Once you have the two boards connected you can make a start on the construction of the drone. If you're doing this using one of the many basic kits out there the process should be pretty straight forward.
Most of the small kits include the basics with a simple bolted together frame, four small electronic speed controllers (ESC), brushless motors along with a battery. The main components and electronics all need to be taped and zipped tied to the frame with only the motors requiring screws.
At this point, it's well worth leaving the propellers off until the drone is correctly configured. As you put the drone together there are a couple of key points. The PXFmini should be mounted with its connectors facing towards the front of the craft, these pins are used to connect the ESC and the receiver if you're using an RC unit.
Between the Raspberry Pi Zero and frame, it's essential that you add a section of foam to provide slight insulation from the vibration of the motors and to ensure that the PXFMini is level. A few additional extras that you'll need during this part of the build are one male-tomale servo extension and four male and female RC XT60 LiPo connectors.
At the moment the two boards are empty of commands and before they can be used to control the drone they need to be flashed with an OS. This OS, as with all Raspberry Pi boards, is held on an SD – albeit a MicroSD card in this case – that can be quickly installed into the back of the Raspberry Pi Zero.

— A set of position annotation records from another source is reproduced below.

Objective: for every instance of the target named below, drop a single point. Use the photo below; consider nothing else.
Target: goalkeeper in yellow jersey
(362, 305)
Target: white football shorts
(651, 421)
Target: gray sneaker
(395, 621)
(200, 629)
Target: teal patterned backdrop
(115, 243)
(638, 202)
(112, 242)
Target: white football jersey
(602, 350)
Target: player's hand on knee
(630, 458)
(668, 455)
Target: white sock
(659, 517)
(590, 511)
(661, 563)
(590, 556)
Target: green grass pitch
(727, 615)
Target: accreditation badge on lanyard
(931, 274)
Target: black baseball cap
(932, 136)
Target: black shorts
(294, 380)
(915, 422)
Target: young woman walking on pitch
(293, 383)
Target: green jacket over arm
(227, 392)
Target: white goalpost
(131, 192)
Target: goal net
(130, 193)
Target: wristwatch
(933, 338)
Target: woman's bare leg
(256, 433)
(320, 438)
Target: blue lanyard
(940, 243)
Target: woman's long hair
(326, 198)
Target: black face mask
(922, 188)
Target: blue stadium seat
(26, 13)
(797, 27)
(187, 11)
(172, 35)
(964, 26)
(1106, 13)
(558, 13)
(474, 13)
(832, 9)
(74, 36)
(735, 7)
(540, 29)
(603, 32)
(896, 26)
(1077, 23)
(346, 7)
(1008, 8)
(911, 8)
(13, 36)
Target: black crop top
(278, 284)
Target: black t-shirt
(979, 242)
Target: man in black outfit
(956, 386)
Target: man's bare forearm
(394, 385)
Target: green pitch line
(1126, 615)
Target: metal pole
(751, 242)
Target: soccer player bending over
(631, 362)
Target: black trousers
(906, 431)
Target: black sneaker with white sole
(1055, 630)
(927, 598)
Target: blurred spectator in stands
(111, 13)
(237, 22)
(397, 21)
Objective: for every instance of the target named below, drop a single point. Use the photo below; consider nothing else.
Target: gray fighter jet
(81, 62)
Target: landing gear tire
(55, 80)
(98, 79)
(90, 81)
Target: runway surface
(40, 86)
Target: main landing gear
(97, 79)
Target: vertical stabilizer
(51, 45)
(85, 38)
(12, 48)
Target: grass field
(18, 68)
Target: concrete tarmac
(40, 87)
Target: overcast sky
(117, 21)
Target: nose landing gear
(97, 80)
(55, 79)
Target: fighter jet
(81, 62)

The OS needed for the drone and for use with the Raspberry Pi Zero and PXFMini autopilot system has been pre-compiled by Erle Robotics and is based on Debian. As long as you purchased the board directly from them the company will email through a link to the latest version of the OS.
If not, it's possible to compile it yourself although this will be a more advanced task for some of you.
Flashing the Raspberry Pi Zero
The Raspberry Pi Zero can only read the FAT32 file system, so before you continue make sure you have formatted your card correctly and not used exFAT.
With the OS downloaded and the MicroSD card ready, Type in df -h to check the disks attached to your computer. In order to flash the MicroSD card with the latest OS Image you'll need to unmount the card. If your card is 32GB or over you'll see that the disk has two partitions so make sure you eject both. Type in:
umount /dev/disk2s1
Now to flash the OS to the card make sure that the file you have downloaded hasn't been uncompressed and type in the following:
sudo zcat /Path/to/image/PXFmini.img.gz |
sudo dd of=/dev/disk bs=8M
The flashing process can take some time as the uncompressed file is well over 7GB. Once complete eject the card from your computer and install into the Raspberry Pi Zero. The Raspberry Pi must now be connected to a monitor, keyboard and mouse to finish the installation process.
After the Raspberry Pi boots you will see the basic Erle Robotics splash screen and with a bar of Icons showing the different Vehicle projects that the board can be used with. Click the Erle Copter picture and the screen will disappear and the board will reboot.
Leave the Raspberry Pi Zero to run through the boot sequence and this time rather than loading a graphical user interface, the board will boot to a command line showing that the installation has completed and the board can be unplugged.
At this point the drone should be ready for its first flight test. To get it to fly you'll need to connect it to some type of control device such as a radio control, Bluetooth or Wi-Fi with ROS (Robot Operating System). You do need to take into consideration that this is an open hardware project and the components that we'll be using will be different to those used by Erle Robotics.
For complete ease, we've opted for the traditional radio-controlled option and used a FLYSKY FS-i6 with the new FS-iA6B receiver. The important factor here is that the receiver is of the PPM type mentioned earlier.
PPM enables several servos or in this case several ESC to be connected to one port and controlled individually. This works in just the same way as traditional servos would with an individual port in the receiver for each. This cuts down on the amount of wires needed but more importantly it's the hardware required by the PXFMini in order to interface with the controller.
Once you've connected everything it should work as described here although you may find that some fine tuning of the transmitter controls is needed. The Raspberry Pi Zero doesn't feature the ability to network over the USB ports, so a Wi-Fi dongle is required in order to connect to your machine. We've used a dongle bought directly from Erle Robotics. You'll need to make sure that your machine has a 5GHz compatible Wi-Fi device in order to get things to work properly.
Once connected you can download and install AMP Planner and run through the calibration and setup process in order to get your drone to work correctly.